From: Unruh on
"Sergei" <silentser(a)gmail.com> writes:


>Joseph Ashwood wrote:
>> "Sergei" <silentser(a)gmail.com> wrote in message
>> news:1165502590.529789.195440(a)n67g2000cwd.googlegroups.com...
>> > Sure. But what random data has to do with "few doesns of __terabytes__
>> > of data", which should be partishioned in blocks and hashed?
>>
>> My estimate went to the level of 1024 TB in 512KB pieces, and scales very
>> well up to 2^275 bytes for which we don't even have designations.
>>
>> > As I
>> > understood, all the estimations here were made by assuming that the
>> > data was random.
>>
>> Actually they assume a much weaker constraint that the data wasn't chosen to
>> either collide on the block size or to break the hash you choose. My
>> proposal included encryption only because that is generally desirable in
>> such large situations.
>>
>> > But why do you think this "few doesns of __terabytes__
>> > of data" contain a random data?
>>
>> We don't.
>> Joe

>Ok, but aren't such estimations as "approximately one collision among
>2^64 (resp. 2^80) different inputs" can be made only for the ideal
>case when the hashes produce truly random outputs for any kinds of
>inputs? Basically, I want to know, what would say if I claim a slightly
>different estimation for MD5 (resp. SHA-1): approximately one collision
>among 2^62 (resp. 2^77) different inputs? Would you object?
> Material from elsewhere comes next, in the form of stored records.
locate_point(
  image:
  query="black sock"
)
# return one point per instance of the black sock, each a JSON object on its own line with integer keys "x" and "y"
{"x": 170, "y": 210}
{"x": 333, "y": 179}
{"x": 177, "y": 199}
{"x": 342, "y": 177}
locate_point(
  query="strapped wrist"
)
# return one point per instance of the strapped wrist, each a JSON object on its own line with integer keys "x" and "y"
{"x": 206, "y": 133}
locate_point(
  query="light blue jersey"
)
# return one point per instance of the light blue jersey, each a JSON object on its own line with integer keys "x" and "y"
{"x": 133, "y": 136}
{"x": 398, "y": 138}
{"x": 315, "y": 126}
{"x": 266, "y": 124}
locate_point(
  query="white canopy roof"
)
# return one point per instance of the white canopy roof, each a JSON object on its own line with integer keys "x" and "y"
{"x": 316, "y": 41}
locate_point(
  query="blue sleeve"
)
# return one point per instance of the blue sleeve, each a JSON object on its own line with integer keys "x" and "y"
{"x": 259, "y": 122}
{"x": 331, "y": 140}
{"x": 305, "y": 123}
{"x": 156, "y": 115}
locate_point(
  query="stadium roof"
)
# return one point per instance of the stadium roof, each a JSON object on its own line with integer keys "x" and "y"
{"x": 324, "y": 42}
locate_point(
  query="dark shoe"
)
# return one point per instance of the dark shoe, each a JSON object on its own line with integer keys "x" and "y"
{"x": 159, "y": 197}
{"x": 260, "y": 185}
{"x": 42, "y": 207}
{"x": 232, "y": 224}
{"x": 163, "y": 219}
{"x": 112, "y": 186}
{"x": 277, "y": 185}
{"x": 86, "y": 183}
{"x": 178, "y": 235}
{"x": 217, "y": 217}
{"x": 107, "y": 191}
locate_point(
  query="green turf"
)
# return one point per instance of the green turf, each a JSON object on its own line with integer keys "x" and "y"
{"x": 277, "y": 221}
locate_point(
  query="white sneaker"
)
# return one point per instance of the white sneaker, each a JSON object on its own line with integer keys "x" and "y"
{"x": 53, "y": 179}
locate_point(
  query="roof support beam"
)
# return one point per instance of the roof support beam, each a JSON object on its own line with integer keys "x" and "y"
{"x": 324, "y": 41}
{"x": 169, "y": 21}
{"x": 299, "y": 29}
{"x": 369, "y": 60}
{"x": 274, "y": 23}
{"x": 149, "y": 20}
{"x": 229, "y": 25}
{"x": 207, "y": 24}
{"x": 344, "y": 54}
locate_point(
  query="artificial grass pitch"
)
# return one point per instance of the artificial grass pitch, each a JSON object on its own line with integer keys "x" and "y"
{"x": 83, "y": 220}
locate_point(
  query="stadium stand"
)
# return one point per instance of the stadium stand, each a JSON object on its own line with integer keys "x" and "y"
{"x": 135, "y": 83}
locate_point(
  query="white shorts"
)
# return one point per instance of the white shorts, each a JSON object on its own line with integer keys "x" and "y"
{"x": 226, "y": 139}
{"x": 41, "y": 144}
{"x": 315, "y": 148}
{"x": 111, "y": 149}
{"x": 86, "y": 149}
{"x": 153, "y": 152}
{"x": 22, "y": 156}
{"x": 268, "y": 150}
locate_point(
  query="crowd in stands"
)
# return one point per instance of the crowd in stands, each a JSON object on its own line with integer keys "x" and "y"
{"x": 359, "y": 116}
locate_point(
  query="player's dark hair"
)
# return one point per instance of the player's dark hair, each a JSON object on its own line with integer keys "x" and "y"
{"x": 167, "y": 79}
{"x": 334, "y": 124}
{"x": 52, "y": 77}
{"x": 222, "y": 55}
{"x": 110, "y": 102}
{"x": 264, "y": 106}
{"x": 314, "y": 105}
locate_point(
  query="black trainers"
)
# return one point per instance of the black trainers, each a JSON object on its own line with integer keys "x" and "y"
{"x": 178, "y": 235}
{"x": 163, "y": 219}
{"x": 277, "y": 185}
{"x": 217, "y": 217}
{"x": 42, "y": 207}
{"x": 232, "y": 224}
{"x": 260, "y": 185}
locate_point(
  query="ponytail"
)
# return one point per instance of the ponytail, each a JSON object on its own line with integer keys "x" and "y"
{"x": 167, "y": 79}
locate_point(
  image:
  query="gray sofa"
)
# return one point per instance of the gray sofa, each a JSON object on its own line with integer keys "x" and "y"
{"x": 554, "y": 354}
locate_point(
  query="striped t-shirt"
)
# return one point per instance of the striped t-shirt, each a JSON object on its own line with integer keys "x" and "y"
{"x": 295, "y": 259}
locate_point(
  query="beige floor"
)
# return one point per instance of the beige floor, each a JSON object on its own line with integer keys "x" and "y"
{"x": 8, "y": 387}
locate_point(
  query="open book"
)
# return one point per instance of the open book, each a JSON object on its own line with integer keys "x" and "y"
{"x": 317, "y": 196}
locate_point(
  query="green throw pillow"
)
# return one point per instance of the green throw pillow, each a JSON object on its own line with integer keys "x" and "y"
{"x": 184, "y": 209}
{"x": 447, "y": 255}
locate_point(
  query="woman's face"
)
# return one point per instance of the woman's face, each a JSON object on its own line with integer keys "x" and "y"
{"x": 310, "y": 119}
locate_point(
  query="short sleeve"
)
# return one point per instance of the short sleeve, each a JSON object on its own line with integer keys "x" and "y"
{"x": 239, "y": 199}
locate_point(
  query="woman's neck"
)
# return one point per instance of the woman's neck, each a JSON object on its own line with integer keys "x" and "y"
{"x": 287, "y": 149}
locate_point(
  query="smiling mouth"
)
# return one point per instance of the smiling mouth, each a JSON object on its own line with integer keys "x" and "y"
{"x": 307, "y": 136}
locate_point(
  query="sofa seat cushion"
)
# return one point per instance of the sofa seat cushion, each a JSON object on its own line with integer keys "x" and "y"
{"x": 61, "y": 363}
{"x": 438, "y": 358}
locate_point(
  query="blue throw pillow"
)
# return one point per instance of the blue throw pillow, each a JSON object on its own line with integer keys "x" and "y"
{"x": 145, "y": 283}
I would ask you to justify that number.
So yes, I would object.

It is of course true that if I take the hash which is say text mod 2^128
and my input is the consecutive numbers from 1 to 2^127, I will get no
collisions for that input. Ie, although the output is uniform, the input is
not and that is reflected in the output. So there is an assumption being
made about both the hash and the input.




>I undestand, this is a little bit off topic, but there is no crypto
>specialists in my department and I'm interested in this topic.

>Sergei

From: Unruh on
Peter Fairbrother <zenadsl6186(a)zen.co.uk> writes:

>Unruh wrote:

>> Peter Fairbrother <zenadsl6186(a)zen.co.uk> writes:
>>
>>> Unruh wrote:
>>
>>>> "Sergei" <silentser(a)gmail.com> writes:

>>>>> Sorry for another dilettantish question, but what is "a uniformly
>>>>> distributed function"? I thought this is simply another name for a
>>>>> random oracle function. If this is a function that simpy gives
>>>>> uniformly distributed outputs when given a uniformly distributed inputs
>>>>> then, for example, F(x)=x is also uniformly distributed. But what does
>>>>> it have to do with the collision probabilities in the case described
>>>>> here?
>>>>
>>>> It is precisely relevant. He wants to define collisions as collisions
>>>> between different inputs producing the same output. Obviously if the inputs
>>>> are not uniform, then the outputs are not since the function is
>>>> deterministic ( same input always gives the same output.)
>>
>>> No, they aren't. In fact the precise opposite would be true of a good hash
>>> function. A good hash function should give randomly-distributed outputs
>>> whether or not the inputs were randomly distributed (as long as the inputs
>>> are different).
>>
>> Of course it would not. The outputs are deterministically dependent on the
>> input. Thus if the input is biased, so is the output.

>Eh?

>> Of course the biases
>> may not be obvious. For example, lets say that there are only two inputs,
>> then there are only two, definite, outputs.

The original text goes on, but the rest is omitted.